Datetime data types (version 1.0)

Editor’s draft 11 June 2019

Specification URI:

http://purl.org/zarr/spec/protocol/extensions/datetime-dtypes/1.0

Issue tracking:

GitHub issues

Suggest an edit for this spec:

GitHub editor

Copyright 2019 Zarr core development team (@@TODO list institutions?). This work is licensed under a Creative Commons Attribution 3.0 Unported License.


Abstract

This specification is a Zarr protocol extension defining data types for datetimes (moment in time) and timedeltas (difference between two datetimes).

Status of this document

This document is a Work in Progress. It may be updated, replaced or obsoleted by other documents at any time. It is inappapropriate to cite this document as other than work in progress.

Comments, questions or contributions to this document are very welcome. Comments and questions should be raised via GitHub issues. When raising an issue, please add the label “datetime-dtypes-v1.0”.

This document was produced by the Zarr core development team.

Document conventions

Conformance requirements are expressed with a combination of descriptive assertions and [RFC2119] terminology. The key words “MUST”, “MUST NOT”, “REQUIRED”, “SHALL”, “SHALL NOT”, “SHOULD”, “SHOULD NOT”, “RECOMMENDED”, “MAY”, and “OPTIONAL” in the normative parts of this document are to be interpreted as described in [RFC2119]. However, for readability, these words do not appear in all uppercase letters in this specification.

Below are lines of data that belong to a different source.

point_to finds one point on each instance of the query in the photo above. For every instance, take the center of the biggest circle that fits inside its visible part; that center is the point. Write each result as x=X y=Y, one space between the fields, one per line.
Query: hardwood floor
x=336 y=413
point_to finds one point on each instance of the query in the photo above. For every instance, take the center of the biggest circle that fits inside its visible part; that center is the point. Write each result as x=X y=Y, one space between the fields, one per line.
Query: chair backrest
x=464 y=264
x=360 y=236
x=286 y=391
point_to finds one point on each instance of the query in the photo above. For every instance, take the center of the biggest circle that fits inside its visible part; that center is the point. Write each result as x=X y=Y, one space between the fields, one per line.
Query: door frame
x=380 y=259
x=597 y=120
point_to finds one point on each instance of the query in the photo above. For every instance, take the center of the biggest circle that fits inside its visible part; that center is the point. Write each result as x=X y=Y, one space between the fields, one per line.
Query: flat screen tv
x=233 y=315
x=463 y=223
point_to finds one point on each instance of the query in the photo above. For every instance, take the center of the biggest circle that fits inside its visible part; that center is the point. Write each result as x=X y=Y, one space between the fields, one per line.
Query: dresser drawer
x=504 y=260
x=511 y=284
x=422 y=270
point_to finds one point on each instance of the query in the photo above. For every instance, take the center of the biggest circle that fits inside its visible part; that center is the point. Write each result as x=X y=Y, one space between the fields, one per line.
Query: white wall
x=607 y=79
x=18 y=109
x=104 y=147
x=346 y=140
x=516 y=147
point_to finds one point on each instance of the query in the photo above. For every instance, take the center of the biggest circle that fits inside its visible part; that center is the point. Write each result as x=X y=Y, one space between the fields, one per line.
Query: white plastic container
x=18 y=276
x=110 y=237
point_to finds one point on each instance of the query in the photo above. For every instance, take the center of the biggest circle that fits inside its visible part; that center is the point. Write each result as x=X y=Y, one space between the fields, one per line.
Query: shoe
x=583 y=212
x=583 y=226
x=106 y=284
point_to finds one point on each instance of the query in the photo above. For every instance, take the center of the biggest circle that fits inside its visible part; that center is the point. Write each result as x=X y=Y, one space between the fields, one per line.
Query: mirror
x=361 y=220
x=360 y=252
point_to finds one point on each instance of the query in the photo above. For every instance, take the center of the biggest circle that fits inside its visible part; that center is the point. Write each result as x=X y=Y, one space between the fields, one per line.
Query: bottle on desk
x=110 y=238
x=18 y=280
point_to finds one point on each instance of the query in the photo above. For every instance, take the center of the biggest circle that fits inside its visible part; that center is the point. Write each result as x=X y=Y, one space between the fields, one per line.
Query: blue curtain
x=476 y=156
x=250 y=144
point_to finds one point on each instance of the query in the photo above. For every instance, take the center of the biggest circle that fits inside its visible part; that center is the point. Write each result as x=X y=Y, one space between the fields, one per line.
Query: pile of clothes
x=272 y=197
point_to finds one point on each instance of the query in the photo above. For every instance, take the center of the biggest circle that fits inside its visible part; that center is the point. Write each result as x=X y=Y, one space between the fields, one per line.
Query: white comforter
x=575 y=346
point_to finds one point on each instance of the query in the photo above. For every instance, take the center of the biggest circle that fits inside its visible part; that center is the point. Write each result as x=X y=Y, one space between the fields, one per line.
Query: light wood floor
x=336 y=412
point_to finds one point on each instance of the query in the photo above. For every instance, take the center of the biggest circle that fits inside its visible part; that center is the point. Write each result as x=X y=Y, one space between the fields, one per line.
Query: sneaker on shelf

All of the text of this specification is normative except sections explicitly marked as non-normative, examples, and notes. Examples in this specification are introduced with the words “for example”.

Extension data types

Two extension data types are defined to represent datetime and timedelta values. The definitions of these data types are based on the datetime64 and timedelta64 data types as described in [NumPy], but are intended to be portable across Zarr implementations in different programming languages.

Datetime

The datetime data type represents a single moment in time. It is a logical data type based on the 64-bit integer data type, with associated Units. Datetimes are always stored based on POSIX time, with an epoch of 1970-01-01T00:00Z. This means the supported dates are always a symmetric interval around the epoch, called “time span” in the Units table below.

The length of the span is the range of a 64-bit integer times the length of the date or unit. For example, the time span for ‘W’ (week) is exactly 7 times longer than the time span for ‘D’ (day), and the time span for ‘D’ (day) is exactly 24 times longer than the time span for ‘h’ (hour).

Timedelta

The timedelta data type represents a difference between two datatimes. It is a logical data type based on the 64-bit integer data type, with associated Units. Note that two timedelta units (‘Y’, years and ‘M’, months) represent different amounts of time depending on when they are used. E.g., While a timedelta day unit is equivalent to 24 hours, there is no way to convert a month unit into days, because different months have different numbers of days.

Units

Code

Meaning

Time span (relative)

Time span (absolute)

Y

year

+/- 9.2e18 years

[9.2e18 BCE, 9.2e18 CE]

M

month

+/- 7.6e17 years

[7.6e17 BCE, 7.6e17 CE]

W

week

+/- 1.7e17 years

[1.7e17 BCE, 1.7e17 CE]

D

day

+/- 2.5e16 years

[2.5e16 BCE, 2.5e16 CE]

h

hour

+/- 1.0e15 years

[1.0e15 BCE, 1.0e15 CE]

m

minute

+/- 1.7e13 years

[1.7e13 BCE, 1.7e13 CE]

s

second

+/- 2.9e11 years

[2.9e11 BCE, 2.9e11 CE]

ms

millisecond

+/- 2.9e8 years

[ 2.9e8 BCE, 2.9e8 CE]

us

microsecond

+/- 2.9e5 years

[290301 BCE, 294241 CE]

ns

nanosecond

+/- 292 years

[1678 CE, 2262 CE]

ps

picosecond

+/- 106 days

[1969 CE, 1970 CE]

fs

femtosecond

+/- 2.6 hours

[1969 CE, 1970 CE]

as

attosecond

+/- 9.2 seconds

[1969 CE, 1970 CE]

Data type identifiers

An identifier for a datetime data type is constructed from the string pattern “[endianness]M8[[units]]” where endianness is either “<” (little-endian) or “>” (big-endian) and units is one of the unit codes defined above. The endianness and units must be given. E.g., “<M8[ns]” identifies a little-endian datatime data type with nanosecond units.

An identifier for a timedelta data type is constructed from the string pattern “[endianness]m8[[units]]” where endianness is either “<” (little-endian) or “>” (big-endian) and units is one of the unit codes defined above. The endianness and units must be given. E.g., “<m8[ns]” identifies a little-endian timedelta data type with nanosecond units.

References

RFC2119(1,2)

S. Bradner. Key words for use in RFCs to Indicate Requirement Levels. March 1997. Best Current Practice. URL: https://tools.ietf.org/html/rfc2119

NumPy

NumPy Datetimes and Timedeltas. NumPy version 1.16.0 documentation. URL: https://docs.scipy.org/doc/numpy-1.16.0/reference/arrays.datetime.html

Change log

@@TODO